Due to time constrains in the course, we have performed a BUSCO analyses for some selected genomes. The analysis was performed by searching for genes that are conserved and single copy in all ascomycete fungi, the fungal group to which Z. tritici belongs to.
$ BUSCO.py -i ${genome} -c 24 -o ${genome} -m geno -l ascomycota_odb9
The output data for BUSCO that can be found at data/fungalgenomics_seidl/busco/. We will initially focus on a set of Zymoseptoria genomes only (zymo/ directory).
We will first take a look at the results for the reference genome IPO323.
$ less short_summary_IPO323.txt
We can see that the completness of the assembly is high, with 98.6% of the 1,315 single-copy BUSCO genes being identified as complete or duplicated. Only five genes are fragmented and 13 are missing, which supports the overall good quality of the reference assembly.
Exercise
Determine which genomes are most and which are least complete. Use a combination of UNIX/BASH commands to obtain these numbers for all genomes.
Solution
$ grep "Complete and sin" short* | sort -k2,2nr
In the Zymoseptoria set, ASM22368v2 (1299/1315) is most complete and ASM22382v2 (1259/1315) is least complete.

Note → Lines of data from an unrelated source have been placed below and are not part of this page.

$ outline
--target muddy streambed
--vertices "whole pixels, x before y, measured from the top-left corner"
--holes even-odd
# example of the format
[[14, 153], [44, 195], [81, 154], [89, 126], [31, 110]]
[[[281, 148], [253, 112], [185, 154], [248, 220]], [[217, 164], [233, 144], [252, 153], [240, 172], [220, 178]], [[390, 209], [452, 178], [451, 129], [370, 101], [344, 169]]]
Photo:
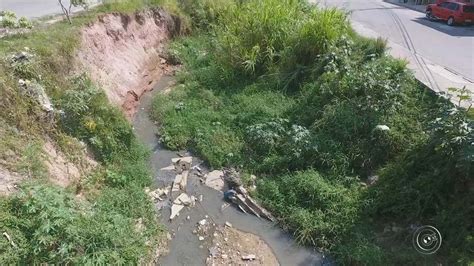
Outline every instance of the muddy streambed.
[[[171, 158], [178, 157], [177, 152], [164, 149], [156, 136], [157, 127], [149, 118], [153, 95], [171, 86], [173, 78], [164, 76], [151, 92], [140, 99], [139, 108], [134, 116], [133, 126], [138, 138], [151, 151], [150, 167], [155, 182], [159, 187], [171, 185], [176, 173], [160, 170], [171, 164]], [[202, 161], [193, 157], [192, 165]], [[192, 208], [184, 208], [178, 217], [169, 221], [171, 203], [168, 200], [157, 202], [161, 208], [161, 220], [170, 232], [172, 238], [168, 243], [169, 253], [163, 256], [160, 265], [205, 265], [212, 245], [212, 233], [199, 240], [193, 233], [196, 224], [204, 219], [216, 225], [230, 222], [232, 226], [244, 232], [258, 235], [273, 250], [281, 265], [321, 265], [322, 256], [315, 251], [298, 246], [291, 236], [283, 232], [277, 225], [250, 214], [244, 214], [234, 206], [222, 208], [225, 203], [220, 191], [200, 183], [198, 177], [190, 174], [187, 184], [188, 195], [202, 196]], [[189, 219], [188, 219], [189, 218]], [[258, 250], [254, 253], [258, 256]], [[235, 261], [234, 265], [244, 265], [243, 261]]]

The file missing_busco_list*
contain a list of genes missing in each genome assembly. Take for example a look at the file missing_busco_list_IPO323.txt
to see the 13 genes that are missing from the reference genome assembly.
Exercise
Determine the numer and the names of genes that always missing (absent). Do this for both the Zymoseptoria set (zymo/ fold) and the Mycosphaerellaceae set (myco/ folder) Use a combination of UNIX/BASH commands to obtain these numbers for all genomes.
Solution
First, we need to get number of genomes in each set. We can do this by counting the number of files.

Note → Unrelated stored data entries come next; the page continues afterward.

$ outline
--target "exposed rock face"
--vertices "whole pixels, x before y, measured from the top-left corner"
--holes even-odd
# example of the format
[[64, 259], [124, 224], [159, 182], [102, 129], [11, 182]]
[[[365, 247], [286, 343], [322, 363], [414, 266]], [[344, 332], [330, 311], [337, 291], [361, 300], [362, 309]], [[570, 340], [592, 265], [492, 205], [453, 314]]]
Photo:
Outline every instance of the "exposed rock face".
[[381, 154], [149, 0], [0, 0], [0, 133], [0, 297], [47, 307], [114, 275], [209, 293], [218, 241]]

$ ls -l missing_busco* | wc -l
This gives the number of genomes assessed: Zymo = 21 and Myco = 6. We can then determine the number of times a specific gene was missing from the BUSCO analyses.

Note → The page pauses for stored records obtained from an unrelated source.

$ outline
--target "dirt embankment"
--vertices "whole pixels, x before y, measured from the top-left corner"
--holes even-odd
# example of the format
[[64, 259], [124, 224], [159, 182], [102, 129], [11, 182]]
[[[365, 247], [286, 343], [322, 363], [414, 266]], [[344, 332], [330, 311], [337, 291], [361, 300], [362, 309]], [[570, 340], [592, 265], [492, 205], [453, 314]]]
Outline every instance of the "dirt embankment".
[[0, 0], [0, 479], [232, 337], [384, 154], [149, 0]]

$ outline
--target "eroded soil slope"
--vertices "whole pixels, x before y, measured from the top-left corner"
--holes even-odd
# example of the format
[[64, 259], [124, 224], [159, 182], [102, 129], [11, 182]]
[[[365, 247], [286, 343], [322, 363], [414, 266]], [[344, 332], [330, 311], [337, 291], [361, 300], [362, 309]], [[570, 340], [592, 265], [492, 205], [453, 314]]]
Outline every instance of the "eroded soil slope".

$ cat missing_busco* | grep -v "^#" | sort | uniq -c | sort -k1,1nr | head -20
This shows that eight genes are missing in all the 21 Zymoseptoria genomes assessed. Seven genes are missing in all Mycosphaerellaceae.
It is interesting to think about the reasons for the absence of genes in genome assemblies. If some genes are absent in few or only a single assembly, this likely suggests that the genome is not perfectly assembled. For example, we expect more genes to be absent in genome assemblies performed with short-read data. However, the absence of a subset of genes in all genomes of closely related strains and species more likely suggests that these genes might be lost in the most common ancestor. BUSCO genes are identified if they occur in >90% of the assessed species, and it is therefore not uncommon that few are not conserved.
Key Points
You can compare genome completness in eukaryotic genomes with BUSCO.
You can critically reflect on the results of BUSCO and provide technical and biological explanations.